Thank you to children’s author of the excellent The Great Wall of Lucy WuWendy Shang for sending me this link. And yes, we both grew up “Asian Spotting” on TV because … there just weren’t many Asians on the small screen. We were never in ads of any kind and I remember what a big deal it was when Margaret Cho got a TV sitcom that lasted about two episodes.
“Growing up in the 1970s and ’80s, Jeff Yang, a New York-area marketing consultant, used to engage in “Asian-spotting” while watching TV and movies or looking at advertising. “If you saw an Asian in any role, it was remarkable,” he says. “Even if it was trivial or offensive, you felt that it was somehow better than being invisible.'” The Washington Post
And, I TOTALLY remember this ad:
“The few depictions of the 1960s and ’70s trafficked in gross stereotypes. In a famous early 1970s commercial for Calgon water softener, a laundry proprietor named Mr. Lee confided an “ancient Chinese secret” for cleaning shirts to a Caucasian customer. ” It actually didn’t bother me because there was FINALLY an Asian in a commercial without an thick accent.
Paul Farhi’s article asks a good question, “[Why] There’s no Asian American equivalent of the Old Spice guy, the hunky leading-man type played by an African American actor, Isaiah Mustafa. In fact, Asian American men rarely play romantic roles on TV or in American-made movies.” The article points out that there are basically two roles for Asian Americans: techy and smart which is, I have to say, better than nerdy but still a small slice of who we really are.
“Even into the 1990s, marketers still depicted Asians as either martial arts experts or nerdy submissive types too shy to speak in public, Yang says.”
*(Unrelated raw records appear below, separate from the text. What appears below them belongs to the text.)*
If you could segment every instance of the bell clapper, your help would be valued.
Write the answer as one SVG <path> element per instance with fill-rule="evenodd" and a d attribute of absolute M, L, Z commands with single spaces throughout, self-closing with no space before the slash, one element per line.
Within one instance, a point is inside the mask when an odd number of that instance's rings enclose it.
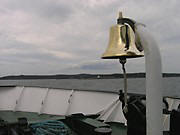
<path fill-rule="evenodd" d="M 123 108 L 123 111 L 125 113 L 127 113 L 128 112 L 128 108 L 127 108 L 127 106 L 128 106 L 128 104 L 127 104 L 127 76 L 126 76 L 126 69 L 125 69 L 126 58 L 120 58 L 119 62 L 122 65 L 123 76 L 124 76 L 124 103 L 125 103 L 125 106 Z"/>

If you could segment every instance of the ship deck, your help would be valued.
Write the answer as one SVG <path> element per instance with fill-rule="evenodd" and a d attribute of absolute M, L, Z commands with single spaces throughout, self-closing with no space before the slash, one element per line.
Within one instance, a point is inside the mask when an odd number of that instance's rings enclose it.
<path fill-rule="evenodd" d="M 60 121 L 65 121 L 66 117 L 65 116 L 59 116 L 59 115 L 49 115 L 49 114 L 38 114 L 38 113 L 33 113 L 33 112 L 13 112 L 13 111 L 0 111 L 0 116 L 1 119 L 8 123 L 17 123 L 18 118 L 25 117 L 28 120 L 29 124 L 33 124 L 35 122 L 40 122 L 44 120 L 60 120 Z M 85 116 L 86 117 L 86 116 Z M 86 124 L 91 125 L 94 129 L 100 126 L 106 126 L 109 125 L 110 128 L 112 129 L 112 134 L 111 135 L 127 135 L 127 127 L 123 123 L 118 123 L 118 122 L 108 122 L 108 123 L 103 123 L 101 121 L 98 121 L 96 119 L 91 119 L 88 118 L 80 118 L 83 122 L 86 122 Z M 66 123 L 66 122 L 65 122 Z M 90 127 L 88 125 L 88 127 Z M 68 126 L 69 127 L 69 126 Z M 74 129 L 72 129 L 71 135 L 79 135 Z M 81 129 L 81 128 L 80 128 Z M 79 129 L 77 129 L 79 130 Z M 168 132 L 164 132 L 163 135 L 169 135 Z"/>

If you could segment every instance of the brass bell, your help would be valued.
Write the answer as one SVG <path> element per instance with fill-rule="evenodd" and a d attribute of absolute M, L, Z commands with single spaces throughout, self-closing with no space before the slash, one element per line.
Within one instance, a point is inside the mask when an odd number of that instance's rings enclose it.
<path fill-rule="evenodd" d="M 118 18 L 119 19 L 119 18 Z M 125 19 L 130 20 L 130 19 Z M 127 23 L 119 23 L 110 28 L 108 48 L 103 59 L 125 59 L 144 56 L 139 37 Z"/>

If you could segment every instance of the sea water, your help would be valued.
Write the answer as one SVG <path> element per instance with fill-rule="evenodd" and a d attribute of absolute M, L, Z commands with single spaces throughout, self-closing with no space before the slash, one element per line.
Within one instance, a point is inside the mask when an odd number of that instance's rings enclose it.
<path fill-rule="evenodd" d="M 0 80 L 0 86 L 5 85 L 118 92 L 123 89 L 123 79 Z M 180 77 L 163 78 L 162 85 L 164 96 L 180 98 Z M 128 93 L 145 94 L 145 78 L 128 78 Z"/>

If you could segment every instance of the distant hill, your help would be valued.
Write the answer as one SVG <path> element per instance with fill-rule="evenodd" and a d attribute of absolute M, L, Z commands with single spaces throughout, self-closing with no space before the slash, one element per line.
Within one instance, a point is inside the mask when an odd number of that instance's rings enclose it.
<path fill-rule="evenodd" d="M 128 78 L 144 78 L 145 73 L 128 73 Z M 163 77 L 180 77 L 178 73 L 163 73 Z M 123 74 L 74 74 L 74 75 L 15 75 L 0 77 L 0 80 L 25 79 L 115 79 L 123 78 Z"/>

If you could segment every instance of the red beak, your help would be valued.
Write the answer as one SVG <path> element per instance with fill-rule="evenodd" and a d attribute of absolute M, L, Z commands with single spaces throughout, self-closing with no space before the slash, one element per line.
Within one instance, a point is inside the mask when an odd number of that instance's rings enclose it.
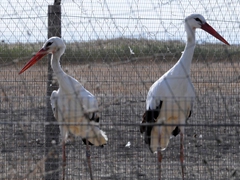
<path fill-rule="evenodd" d="M 26 71 L 28 68 L 30 68 L 32 65 L 34 65 L 36 62 L 38 62 L 40 59 L 42 59 L 46 54 L 48 54 L 47 50 L 41 49 L 37 52 L 35 56 L 33 56 L 29 62 L 22 68 L 22 70 L 19 72 L 19 74 Z"/>
<path fill-rule="evenodd" d="M 218 32 L 215 31 L 215 29 L 213 29 L 208 23 L 203 24 L 201 28 L 204 31 L 208 32 L 209 34 L 213 35 L 215 38 L 217 38 L 220 41 L 222 41 L 223 43 L 225 43 L 225 44 L 230 46 L 230 44 L 220 34 L 218 34 Z"/>

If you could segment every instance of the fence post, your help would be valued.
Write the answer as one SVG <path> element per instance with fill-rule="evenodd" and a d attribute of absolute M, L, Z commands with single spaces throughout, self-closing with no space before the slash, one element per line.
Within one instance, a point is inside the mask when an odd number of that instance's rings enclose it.
<path fill-rule="evenodd" d="M 48 6 L 48 38 L 52 36 L 61 37 L 61 6 L 55 1 L 54 5 Z M 51 68 L 51 55 L 48 56 L 48 82 L 47 82 L 47 117 L 45 126 L 45 180 L 59 179 L 59 126 L 51 124 L 56 122 L 50 103 L 50 96 L 58 85 L 53 81 L 53 70 Z M 55 143 L 53 143 L 55 142 Z M 50 153 L 51 152 L 51 153 Z M 50 154 L 50 155 L 49 155 Z"/>

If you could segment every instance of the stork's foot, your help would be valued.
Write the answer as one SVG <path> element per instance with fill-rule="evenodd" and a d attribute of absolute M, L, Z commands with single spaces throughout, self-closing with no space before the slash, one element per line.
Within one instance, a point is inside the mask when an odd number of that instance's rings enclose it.
<path fill-rule="evenodd" d="M 62 142 L 62 179 L 65 179 L 65 166 L 66 166 L 66 149 L 65 149 L 65 141 Z"/>
<path fill-rule="evenodd" d="M 182 168 L 182 179 L 184 180 L 184 154 L 183 154 L 183 133 L 180 132 L 180 162 L 181 162 L 181 168 Z"/>
<path fill-rule="evenodd" d="M 184 180 L 184 171 L 182 169 L 182 180 Z"/>
<path fill-rule="evenodd" d="M 158 148 L 157 150 L 157 159 L 158 159 L 158 179 L 161 180 L 161 172 L 162 172 L 162 153 L 161 148 Z"/>
<path fill-rule="evenodd" d="M 184 180 L 185 165 L 181 162 L 182 179 Z"/>
<path fill-rule="evenodd" d="M 158 158 L 158 180 L 161 180 L 161 174 L 162 174 L 162 152 L 161 152 L 161 133 L 159 132 L 158 135 L 158 143 L 159 147 L 157 148 L 157 158 Z"/>
<path fill-rule="evenodd" d="M 87 158 L 90 178 L 91 178 L 91 180 L 93 180 L 92 166 L 91 166 L 91 153 L 90 153 L 89 141 L 88 140 L 86 140 L 86 158 Z"/>

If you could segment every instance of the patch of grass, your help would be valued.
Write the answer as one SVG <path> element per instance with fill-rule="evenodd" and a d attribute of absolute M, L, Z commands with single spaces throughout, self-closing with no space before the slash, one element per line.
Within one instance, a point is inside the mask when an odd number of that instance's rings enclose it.
<path fill-rule="evenodd" d="M 15 43 L 0 44 L 0 63 L 4 64 L 22 57 L 31 57 L 43 45 L 37 43 Z M 62 57 L 62 62 L 116 62 L 125 61 L 132 57 L 156 57 L 162 56 L 164 59 L 181 56 L 185 42 L 181 41 L 158 41 L 148 39 L 128 39 L 117 38 L 109 40 L 96 40 L 89 42 L 66 43 L 66 51 Z M 130 53 L 130 49 L 134 54 Z M 240 52 L 237 46 L 227 47 L 222 44 L 201 44 L 197 45 L 194 52 L 195 60 L 218 59 L 231 60 L 238 59 Z"/>

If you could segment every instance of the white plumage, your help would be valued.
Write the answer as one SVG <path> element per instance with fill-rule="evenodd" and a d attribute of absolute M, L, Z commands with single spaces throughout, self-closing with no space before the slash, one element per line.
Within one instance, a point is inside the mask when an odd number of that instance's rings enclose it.
<path fill-rule="evenodd" d="M 146 99 L 146 112 L 143 115 L 141 132 L 145 132 L 145 143 L 152 152 L 158 152 L 161 162 L 161 151 L 165 150 L 172 135 L 181 134 L 180 158 L 183 164 L 183 126 L 144 126 L 145 123 L 184 125 L 191 115 L 196 97 L 190 78 L 191 62 L 195 48 L 195 30 L 201 28 L 225 44 L 228 42 L 220 36 L 200 14 L 185 18 L 187 43 L 178 62 L 160 77 L 149 89 Z M 183 167 L 182 167 L 183 173 Z M 183 176 L 184 178 L 184 176 Z"/>
<path fill-rule="evenodd" d="M 66 46 L 61 38 L 48 39 L 42 49 L 19 74 L 46 54 L 51 53 L 51 66 L 58 80 L 59 89 L 52 92 L 50 99 L 54 116 L 58 122 L 62 123 L 60 129 L 63 139 L 66 140 L 68 133 L 71 132 L 73 135 L 88 139 L 96 146 L 104 145 L 107 143 L 107 136 L 99 129 L 98 122 L 94 121 L 98 111 L 98 102 L 95 96 L 61 68 L 59 61 L 65 49 Z"/>
<path fill-rule="evenodd" d="M 51 53 L 51 66 L 59 83 L 59 89 L 51 94 L 51 105 L 54 116 L 60 124 L 63 138 L 63 161 L 65 164 L 65 141 L 69 132 L 83 138 L 83 142 L 102 146 L 107 143 L 105 132 L 99 128 L 97 116 L 98 102 L 93 94 L 81 83 L 67 75 L 60 66 L 60 57 L 65 51 L 65 44 L 59 37 L 47 40 L 41 50 L 23 67 L 19 74 L 30 68 L 43 56 Z M 88 157 L 90 162 L 90 156 Z M 63 174 L 64 178 L 64 174 Z"/>
<path fill-rule="evenodd" d="M 70 132 L 75 136 L 86 138 L 95 146 L 106 144 L 107 136 L 99 129 L 99 123 L 90 121 L 95 118 L 95 113 L 98 111 L 95 96 L 74 78 L 67 74 L 64 76 L 67 79 L 65 82 L 70 82 L 68 88 L 62 88 L 59 84 L 59 89 L 53 91 L 50 98 L 55 118 L 65 124 L 60 126 L 63 138 L 67 139 Z"/>
<path fill-rule="evenodd" d="M 190 78 L 194 46 L 194 44 L 188 43 L 179 61 L 160 77 L 148 91 L 146 110 L 156 109 L 162 101 L 157 123 L 185 124 L 185 120 L 190 114 L 196 96 Z M 159 146 L 158 131 L 163 132 L 160 147 L 164 150 L 174 128 L 174 126 L 153 127 L 150 145 L 153 152 L 156 152 Z M 184 131 L 183 126 L 179 128 L 181 132 Z"/>

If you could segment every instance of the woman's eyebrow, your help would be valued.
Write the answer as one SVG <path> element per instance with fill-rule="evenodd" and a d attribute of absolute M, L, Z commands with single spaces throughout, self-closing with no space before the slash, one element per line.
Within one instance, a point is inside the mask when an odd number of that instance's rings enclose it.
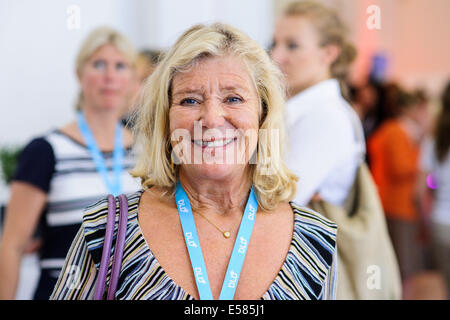
<path fill-rule="evenodd" d="M 202 89 L 195 89 L 195 88 L 183 88 L 179 90 L 174 90 L 173 96 L 179 96 L 179 95 L 186 95 L 186 94 L 202 94 Z"/>
<path fill-rule="evenodd" d="M 244 93 L 248 93 L 249 90 L 243 86 L 235 86 L 235 85 L 229 85 L 229 86 L 223 86 L 220 87 L 221 91 L 243 91 Z"/>
<path fill-rule="evenodd" d="M 223 85 L 219 88 L 220 91 L 225 91 L 225 92 L 232 92 L 232 91 L 237 91 L 237 92 L 243 92 L 243 93 L 249 93 L 250 90 L 248 88 L 246 88 L 245 86 L 240 86 L 240 85 Z M 180 88 L 180 89 L 175 89 L 172 93 L 172 97 L 176 97 L 176 96 L 183 96 L 183 95 L 189 95 L 189 94 L 199 94 L 202 95 L 204 94 L 205 90 L 203 88 Z"/>

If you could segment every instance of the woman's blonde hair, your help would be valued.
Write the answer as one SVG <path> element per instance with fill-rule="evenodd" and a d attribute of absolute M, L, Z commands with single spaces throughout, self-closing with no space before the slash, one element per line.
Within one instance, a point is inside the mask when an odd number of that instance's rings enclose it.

“‘When Asian Americans appear in advertising, they typically are presented as the technological experts — knowledgeable, savvy, perhaps mathematically adept or intellectually gifted. They’re most often shown in ads for business-oriented or technical products — smartphones, computers, pharmaceuticals, electronic gear of all kinds.”
And here’s the kicker:
Scholarly research shows that Asian American consumers accept the “model minority” advertising stereotype about themselves. In a study conducted last year, Yoo, the University of Texas researcher, showed panels of Asian Americans two sets of mock ads for mobile phones, the first featuring Caucasian models and the second with Asian models. Then, she repeated the experiment with ads for a “non-tech” product, cologne, alternating ads with Caucasian and Asian models.
Result: Asian American consumers were more favorably disposed toward the tech products when they were endorsed by the Asian models. They also liked the non-tech products more when they were endorsed by Caucasian models.
Yoo theorizes that this is a reflection of the “match up” theory: Asian American panelists have bought into the same cues and stereotypes as other Americans thanks to years of cultural exposure.”
In all fairness, the Best Buy Geek Squad ad below only depicts one Geek as Asian … among other ethnicities. I don’t think it’s offensive at all! What do you think of this ad and how Asian Americans are portrayed in general?
If there was an Asian American equivalent of the Old Spice Guy, who would you pick? My vote would be for Russel Wong.